From our contextual inquiries with various stakeholder groups, the core issue is visibility.
FND has been historically marginalized because it is seen as “less real” than structural brain diseases. This stigma trickles upward: no funding, no programs, no training, no coordinated care. Instead, the system relies on a handful of champions in Ontario: clinicians, grassroots community organizations and passionate patients and care partners trying to treat patients without resources, often in isolation.
The time is ripe for the ministry of health, hospital administrators and policymakers to recognize FND not as a fringe condition, but as a common, disabling, and treatable brain disorder that requires dedicated infrastructure.
Ontario’s FND community is growing louder. Patients are organizing, creating advocacy groups, participating in research and asking for change. Our study captured their calls for:
- A clinical home for patients
- Expansion of interdisciplinary care models
- Education for frontline providers to reduce stigma
- Funding for therapy programs, especially for those without private insurance
This is not just a wish list; it is a roadmap. The stories are documented. The model exists. What is missing is government champions, investment and policy change.

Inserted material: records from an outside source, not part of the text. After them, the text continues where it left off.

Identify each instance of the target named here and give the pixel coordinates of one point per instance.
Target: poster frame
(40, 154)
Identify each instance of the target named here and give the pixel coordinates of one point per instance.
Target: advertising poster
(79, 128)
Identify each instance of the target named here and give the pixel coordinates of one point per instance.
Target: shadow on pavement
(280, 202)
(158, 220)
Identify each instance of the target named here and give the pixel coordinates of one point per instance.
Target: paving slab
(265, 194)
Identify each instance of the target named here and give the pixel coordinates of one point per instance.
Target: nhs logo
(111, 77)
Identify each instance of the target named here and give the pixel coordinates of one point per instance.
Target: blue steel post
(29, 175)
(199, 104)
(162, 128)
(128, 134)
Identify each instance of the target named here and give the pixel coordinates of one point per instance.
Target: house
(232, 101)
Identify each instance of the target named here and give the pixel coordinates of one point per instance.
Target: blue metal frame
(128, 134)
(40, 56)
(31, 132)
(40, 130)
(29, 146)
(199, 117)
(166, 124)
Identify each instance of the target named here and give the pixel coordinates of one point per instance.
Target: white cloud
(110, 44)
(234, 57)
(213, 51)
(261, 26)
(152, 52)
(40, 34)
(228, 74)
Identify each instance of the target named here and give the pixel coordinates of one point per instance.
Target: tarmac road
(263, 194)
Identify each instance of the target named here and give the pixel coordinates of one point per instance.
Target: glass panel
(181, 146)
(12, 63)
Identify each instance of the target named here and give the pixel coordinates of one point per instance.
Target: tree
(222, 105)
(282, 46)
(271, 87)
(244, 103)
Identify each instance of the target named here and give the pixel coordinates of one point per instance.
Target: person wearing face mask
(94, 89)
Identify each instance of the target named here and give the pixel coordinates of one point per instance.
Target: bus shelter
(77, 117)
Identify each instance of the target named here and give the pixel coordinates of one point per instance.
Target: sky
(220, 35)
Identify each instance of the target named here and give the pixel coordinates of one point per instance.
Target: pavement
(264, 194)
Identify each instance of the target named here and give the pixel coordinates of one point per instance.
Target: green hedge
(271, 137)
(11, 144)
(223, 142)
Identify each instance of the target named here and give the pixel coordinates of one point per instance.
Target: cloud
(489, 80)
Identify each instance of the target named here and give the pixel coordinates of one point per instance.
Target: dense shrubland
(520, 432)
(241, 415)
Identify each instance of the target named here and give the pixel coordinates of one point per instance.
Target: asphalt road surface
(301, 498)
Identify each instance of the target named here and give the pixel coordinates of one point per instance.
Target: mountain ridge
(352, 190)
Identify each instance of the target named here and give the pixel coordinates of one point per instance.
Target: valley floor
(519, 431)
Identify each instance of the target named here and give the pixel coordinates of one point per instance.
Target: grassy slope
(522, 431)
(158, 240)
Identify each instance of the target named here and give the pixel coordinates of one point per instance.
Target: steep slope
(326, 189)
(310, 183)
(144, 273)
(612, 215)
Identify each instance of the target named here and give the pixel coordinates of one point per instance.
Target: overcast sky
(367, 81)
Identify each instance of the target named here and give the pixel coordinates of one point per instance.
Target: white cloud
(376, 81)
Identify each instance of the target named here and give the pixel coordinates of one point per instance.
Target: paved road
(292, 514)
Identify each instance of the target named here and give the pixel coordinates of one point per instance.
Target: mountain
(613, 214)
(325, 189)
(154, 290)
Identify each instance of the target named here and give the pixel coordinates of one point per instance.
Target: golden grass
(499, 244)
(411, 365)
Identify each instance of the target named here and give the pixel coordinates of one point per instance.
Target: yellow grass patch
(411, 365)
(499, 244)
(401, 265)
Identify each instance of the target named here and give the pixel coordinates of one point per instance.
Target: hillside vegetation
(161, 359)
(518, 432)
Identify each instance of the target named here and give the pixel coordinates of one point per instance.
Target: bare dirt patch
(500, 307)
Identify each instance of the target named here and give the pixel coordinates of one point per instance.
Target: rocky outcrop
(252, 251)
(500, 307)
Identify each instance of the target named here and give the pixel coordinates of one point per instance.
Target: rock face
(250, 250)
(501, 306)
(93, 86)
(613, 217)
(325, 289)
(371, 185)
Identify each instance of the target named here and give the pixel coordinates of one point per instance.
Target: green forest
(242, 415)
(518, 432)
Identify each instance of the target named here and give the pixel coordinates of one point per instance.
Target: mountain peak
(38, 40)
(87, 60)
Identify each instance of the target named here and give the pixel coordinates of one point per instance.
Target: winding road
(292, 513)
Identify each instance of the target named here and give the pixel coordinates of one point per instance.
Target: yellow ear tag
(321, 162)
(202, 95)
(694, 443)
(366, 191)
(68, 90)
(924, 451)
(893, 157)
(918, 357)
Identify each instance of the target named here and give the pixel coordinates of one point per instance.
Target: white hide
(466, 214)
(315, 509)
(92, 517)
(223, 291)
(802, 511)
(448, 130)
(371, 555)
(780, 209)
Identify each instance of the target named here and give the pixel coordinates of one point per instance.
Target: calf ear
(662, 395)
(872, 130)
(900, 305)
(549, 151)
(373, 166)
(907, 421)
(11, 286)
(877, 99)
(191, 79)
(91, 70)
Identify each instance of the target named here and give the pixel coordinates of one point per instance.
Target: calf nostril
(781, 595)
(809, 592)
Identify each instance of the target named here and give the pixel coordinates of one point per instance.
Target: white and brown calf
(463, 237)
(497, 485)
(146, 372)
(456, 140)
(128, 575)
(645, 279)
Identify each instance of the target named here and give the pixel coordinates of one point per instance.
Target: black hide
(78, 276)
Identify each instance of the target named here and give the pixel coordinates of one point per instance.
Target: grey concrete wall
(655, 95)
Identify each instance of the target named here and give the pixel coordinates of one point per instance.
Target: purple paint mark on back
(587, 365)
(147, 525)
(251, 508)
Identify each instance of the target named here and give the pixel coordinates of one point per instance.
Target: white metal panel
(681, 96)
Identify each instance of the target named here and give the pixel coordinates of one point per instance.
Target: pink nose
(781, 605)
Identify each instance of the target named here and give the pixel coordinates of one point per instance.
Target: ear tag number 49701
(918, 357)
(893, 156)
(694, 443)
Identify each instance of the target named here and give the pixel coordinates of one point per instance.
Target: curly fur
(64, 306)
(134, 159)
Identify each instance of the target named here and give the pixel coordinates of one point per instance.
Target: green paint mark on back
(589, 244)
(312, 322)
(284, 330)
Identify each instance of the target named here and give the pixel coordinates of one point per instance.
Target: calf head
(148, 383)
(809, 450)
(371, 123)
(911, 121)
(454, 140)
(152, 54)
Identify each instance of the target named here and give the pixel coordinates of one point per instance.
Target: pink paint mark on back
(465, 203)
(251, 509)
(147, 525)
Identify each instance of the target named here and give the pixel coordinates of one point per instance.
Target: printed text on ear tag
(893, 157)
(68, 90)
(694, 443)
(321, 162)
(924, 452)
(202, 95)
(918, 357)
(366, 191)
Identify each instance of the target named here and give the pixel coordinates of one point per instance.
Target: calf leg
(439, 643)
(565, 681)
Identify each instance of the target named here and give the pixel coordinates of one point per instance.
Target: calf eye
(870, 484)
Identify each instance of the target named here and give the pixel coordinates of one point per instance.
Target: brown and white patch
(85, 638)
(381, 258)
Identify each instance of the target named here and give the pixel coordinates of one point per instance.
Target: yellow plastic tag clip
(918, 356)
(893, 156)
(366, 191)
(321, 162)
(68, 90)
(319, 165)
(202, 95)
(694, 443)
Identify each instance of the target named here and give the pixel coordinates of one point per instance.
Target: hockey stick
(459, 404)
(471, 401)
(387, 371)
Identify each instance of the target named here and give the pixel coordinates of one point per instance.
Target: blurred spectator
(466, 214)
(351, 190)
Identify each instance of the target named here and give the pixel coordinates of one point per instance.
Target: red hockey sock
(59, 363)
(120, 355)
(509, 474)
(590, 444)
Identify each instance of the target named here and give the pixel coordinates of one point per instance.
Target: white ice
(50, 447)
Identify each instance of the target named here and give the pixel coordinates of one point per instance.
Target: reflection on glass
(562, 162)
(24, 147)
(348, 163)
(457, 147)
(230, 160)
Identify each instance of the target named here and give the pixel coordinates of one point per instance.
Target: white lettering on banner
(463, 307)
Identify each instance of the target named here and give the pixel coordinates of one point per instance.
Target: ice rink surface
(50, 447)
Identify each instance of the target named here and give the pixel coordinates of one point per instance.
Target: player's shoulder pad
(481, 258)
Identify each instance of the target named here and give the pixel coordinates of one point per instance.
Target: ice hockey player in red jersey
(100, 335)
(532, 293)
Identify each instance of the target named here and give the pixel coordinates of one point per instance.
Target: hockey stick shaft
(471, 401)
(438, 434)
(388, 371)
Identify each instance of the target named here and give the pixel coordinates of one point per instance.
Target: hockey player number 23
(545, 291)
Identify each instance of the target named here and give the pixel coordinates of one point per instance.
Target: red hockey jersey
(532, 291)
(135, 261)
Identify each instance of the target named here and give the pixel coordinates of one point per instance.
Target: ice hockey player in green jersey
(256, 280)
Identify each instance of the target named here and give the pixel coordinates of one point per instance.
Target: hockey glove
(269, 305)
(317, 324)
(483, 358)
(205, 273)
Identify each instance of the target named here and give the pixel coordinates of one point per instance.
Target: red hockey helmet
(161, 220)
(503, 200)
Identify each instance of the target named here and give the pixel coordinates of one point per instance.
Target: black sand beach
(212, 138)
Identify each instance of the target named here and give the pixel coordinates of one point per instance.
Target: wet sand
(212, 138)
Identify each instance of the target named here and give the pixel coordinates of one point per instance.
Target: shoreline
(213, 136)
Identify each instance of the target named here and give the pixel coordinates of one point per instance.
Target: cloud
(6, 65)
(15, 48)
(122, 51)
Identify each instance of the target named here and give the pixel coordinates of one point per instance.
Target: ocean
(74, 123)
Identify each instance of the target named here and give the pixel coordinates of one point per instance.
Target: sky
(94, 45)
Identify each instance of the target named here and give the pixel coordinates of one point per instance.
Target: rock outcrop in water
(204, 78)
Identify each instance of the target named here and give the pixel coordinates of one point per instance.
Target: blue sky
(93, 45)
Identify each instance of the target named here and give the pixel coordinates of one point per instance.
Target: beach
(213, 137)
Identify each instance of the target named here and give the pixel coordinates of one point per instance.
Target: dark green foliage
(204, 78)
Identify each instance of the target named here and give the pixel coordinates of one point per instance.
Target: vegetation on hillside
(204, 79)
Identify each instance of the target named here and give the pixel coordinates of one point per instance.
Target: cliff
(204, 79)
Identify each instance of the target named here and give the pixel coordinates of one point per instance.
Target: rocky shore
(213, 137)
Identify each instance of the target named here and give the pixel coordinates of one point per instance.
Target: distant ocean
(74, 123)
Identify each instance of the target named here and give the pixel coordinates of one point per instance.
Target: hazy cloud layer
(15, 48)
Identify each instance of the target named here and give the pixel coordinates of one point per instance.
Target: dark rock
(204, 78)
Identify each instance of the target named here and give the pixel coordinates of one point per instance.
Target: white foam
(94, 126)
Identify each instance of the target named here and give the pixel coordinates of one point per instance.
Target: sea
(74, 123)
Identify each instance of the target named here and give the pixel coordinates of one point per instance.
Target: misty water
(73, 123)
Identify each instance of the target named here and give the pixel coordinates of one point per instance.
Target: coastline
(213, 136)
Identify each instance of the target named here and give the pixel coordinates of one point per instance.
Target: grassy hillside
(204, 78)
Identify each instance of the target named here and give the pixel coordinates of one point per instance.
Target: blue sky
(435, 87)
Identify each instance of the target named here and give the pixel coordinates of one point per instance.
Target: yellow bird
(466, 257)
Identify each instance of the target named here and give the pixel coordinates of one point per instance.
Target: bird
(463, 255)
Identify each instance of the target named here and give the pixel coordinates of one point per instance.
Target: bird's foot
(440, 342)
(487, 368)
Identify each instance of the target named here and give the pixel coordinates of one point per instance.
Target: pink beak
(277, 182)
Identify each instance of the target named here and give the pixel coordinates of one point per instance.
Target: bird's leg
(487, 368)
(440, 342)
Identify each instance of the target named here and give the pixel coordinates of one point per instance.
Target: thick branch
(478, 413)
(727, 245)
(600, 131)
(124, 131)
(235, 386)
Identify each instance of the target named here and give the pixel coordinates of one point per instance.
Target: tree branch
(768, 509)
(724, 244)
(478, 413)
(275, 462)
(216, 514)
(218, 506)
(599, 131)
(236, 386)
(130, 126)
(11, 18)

Patients with FND are not puzzles to be passed around. They are Ontarians living with genuine and debilitating symptoms; many of whom have been ignored, invalidated and left to navigate recovery alone.
Let us stop asking whether their condition is “neurological enough” or “psychiatric enough” to deserve care. Rather, let us start building systems that reflect what medicine and patients already know; complex brain conditions require complex, compassionate, co-ordinated care. In other words, they require brain medicine.
Let us give FND a clinical home. And while we are at it, let us build a better home for all who fall between the cracks of our fragmented brain health system.